Wednesday, April 16, 2014

Dariusz Mazurowski - Back in Time (Mathka)

Ten pieces mostly for tape from this Polish composer, hitherto unknown to me.

Over the past few years, I've had occasion to hear music from a number of Polish electro-acoustic composers, largely via the Bôłt label. Some of it has stood apart, in my ears, but I have to say that much is a kind of blur to me. This is partially, if not largely due to both my relative lack of knowledge in the genre as well as my having not a huge amount of general interest in it. Something about what tends to get grouped under the mantle, "tape music" has, for me, a certain amount of sameness, a kind of sheen that doesn't automatically draw me in. So if I say that Mazurowski's music, as represented here (and the pieces span 20 years, from 1992-2012, so I assume it's a good sampling) strikes me as just ok, you'll have to bear in mind this existing prejudice.

I can say that I find it subtler, less purely effects-driven than much other work I've heard in this territory. Even if the underlying language is similar, the tonal inflection is more muted, carries less of the ear-blinding sparkle that I find too often to be the case. Still, the elements get a bit tired: the turntables, the garbled speech extracts, the "ironic" influx of classical music snatches, the historic audio documents (WW II speeches, phone calls with astronauts) etc. Sift these out and there are very nice stretches--the lonely, metallic echoes during parts of"Aleatoric Quartet", the soft moments in "Quartet for 4 Turntables", the vaguely Riley-esque (circa "You're No Good") iterations of "Art Against Decadence" and tyhe purrs and growls of the concluding "Ice Totem". It's very well constructed work and doubtless, will serve those with real interest in the area just fine, but it remains hard for me to get too excited about.

Eliška Cílková - Pripyat Piano (Mthka)

Pripyat was once a city of 50,000 but then Chernobyl occurred. Cílková visited the deserted city in 2010, 24 years after the event, and happened upon an old piano in an abandoned apartment. She then sought out others, eventually compiling the music heard here, eight pieces for eight different pianos in various stages of degradation. The clear precedent for this approach is the work of the Australian composer/pianist Ross Bolleter, though his pianos (and accordions) had tended to be "cured" in the Australian sun whereas those discovered by Cílková necessarily have a more tragic aura about them. Unlike Bolleter, who more or less glories in the low level of "traditional" sound he's able to wring from his objects, Cílková tends to find the most conducive aspects of a given keyboard: if the low notes are fairly functional, that's where she dwells; if only the strings yield clear tones, then use them. But she also remains cognizant of the environment, so one hears the water leaking through the ceiling onto the piano in the city's Concert Hall, the resonance of an otherwise empty apartment or the ticking of a Geiger counter.

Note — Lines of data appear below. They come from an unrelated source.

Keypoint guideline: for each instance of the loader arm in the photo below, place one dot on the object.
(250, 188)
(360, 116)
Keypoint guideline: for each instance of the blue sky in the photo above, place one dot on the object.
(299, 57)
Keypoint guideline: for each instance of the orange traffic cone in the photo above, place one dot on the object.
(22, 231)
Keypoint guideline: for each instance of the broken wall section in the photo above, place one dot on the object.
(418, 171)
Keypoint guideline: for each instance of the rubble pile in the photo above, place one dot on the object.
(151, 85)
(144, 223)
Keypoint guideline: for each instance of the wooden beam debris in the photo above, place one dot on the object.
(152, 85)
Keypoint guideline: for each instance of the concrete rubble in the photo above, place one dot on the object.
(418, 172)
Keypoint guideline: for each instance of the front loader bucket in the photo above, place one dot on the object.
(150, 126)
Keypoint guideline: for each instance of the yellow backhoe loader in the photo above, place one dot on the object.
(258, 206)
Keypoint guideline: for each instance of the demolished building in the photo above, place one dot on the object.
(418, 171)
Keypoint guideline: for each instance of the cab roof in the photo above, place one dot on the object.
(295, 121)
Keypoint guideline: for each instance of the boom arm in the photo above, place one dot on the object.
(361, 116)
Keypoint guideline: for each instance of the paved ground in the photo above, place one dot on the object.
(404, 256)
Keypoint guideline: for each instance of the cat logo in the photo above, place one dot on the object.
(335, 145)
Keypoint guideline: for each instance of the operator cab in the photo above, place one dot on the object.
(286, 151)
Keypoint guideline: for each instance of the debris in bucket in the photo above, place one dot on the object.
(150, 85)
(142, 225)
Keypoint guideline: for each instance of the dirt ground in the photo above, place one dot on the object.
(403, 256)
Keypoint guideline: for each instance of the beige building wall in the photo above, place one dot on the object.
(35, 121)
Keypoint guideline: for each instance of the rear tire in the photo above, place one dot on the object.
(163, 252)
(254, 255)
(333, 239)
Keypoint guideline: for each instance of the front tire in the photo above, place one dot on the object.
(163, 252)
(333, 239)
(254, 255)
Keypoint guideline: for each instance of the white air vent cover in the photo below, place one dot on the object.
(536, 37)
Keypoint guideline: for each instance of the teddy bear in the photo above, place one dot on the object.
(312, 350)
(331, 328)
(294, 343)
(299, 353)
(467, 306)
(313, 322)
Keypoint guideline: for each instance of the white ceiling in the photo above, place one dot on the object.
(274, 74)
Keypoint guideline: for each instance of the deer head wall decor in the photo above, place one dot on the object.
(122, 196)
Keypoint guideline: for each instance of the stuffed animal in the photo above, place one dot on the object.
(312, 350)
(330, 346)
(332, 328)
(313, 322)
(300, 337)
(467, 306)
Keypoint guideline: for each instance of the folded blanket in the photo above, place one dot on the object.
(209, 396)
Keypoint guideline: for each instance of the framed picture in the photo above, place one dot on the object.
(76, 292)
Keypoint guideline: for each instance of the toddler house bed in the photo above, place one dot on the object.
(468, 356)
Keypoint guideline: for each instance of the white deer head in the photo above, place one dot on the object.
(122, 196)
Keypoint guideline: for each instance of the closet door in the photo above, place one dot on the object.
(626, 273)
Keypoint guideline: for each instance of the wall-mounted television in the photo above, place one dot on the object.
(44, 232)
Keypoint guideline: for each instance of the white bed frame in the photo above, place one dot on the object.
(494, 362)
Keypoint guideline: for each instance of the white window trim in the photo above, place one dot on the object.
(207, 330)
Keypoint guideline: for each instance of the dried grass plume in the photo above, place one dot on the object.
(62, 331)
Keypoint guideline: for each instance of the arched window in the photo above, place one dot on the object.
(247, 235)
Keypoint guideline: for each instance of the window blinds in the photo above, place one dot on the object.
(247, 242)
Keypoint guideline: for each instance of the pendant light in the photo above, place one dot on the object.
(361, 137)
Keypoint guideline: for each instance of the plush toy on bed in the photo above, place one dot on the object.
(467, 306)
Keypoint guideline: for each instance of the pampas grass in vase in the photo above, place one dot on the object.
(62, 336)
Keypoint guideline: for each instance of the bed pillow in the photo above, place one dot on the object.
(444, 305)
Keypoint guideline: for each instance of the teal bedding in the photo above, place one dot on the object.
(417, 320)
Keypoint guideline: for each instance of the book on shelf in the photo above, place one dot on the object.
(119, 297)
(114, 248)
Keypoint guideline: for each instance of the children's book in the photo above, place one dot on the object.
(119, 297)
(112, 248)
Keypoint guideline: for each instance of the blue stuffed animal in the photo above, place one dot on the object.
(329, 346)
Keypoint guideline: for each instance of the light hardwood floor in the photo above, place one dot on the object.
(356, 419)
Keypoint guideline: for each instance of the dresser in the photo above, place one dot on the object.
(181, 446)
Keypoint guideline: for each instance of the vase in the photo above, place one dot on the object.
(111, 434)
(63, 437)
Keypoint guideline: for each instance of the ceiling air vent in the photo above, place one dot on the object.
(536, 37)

She uses electronics to construct a repetitive series of interlocking patterns, including much knocking on the wooden bodies, on "Torsos of non-playing pianos", integrates a "healthy" keyboard with the found ones ("In Prague"), resulting in very poignant, fractured melody and ends with a lovely evocation of church bells, gently tolling some injured, upper register keys.

A very affecting release. This is also my first exposure to Eliška Cílková's work and I'm eager to hear more.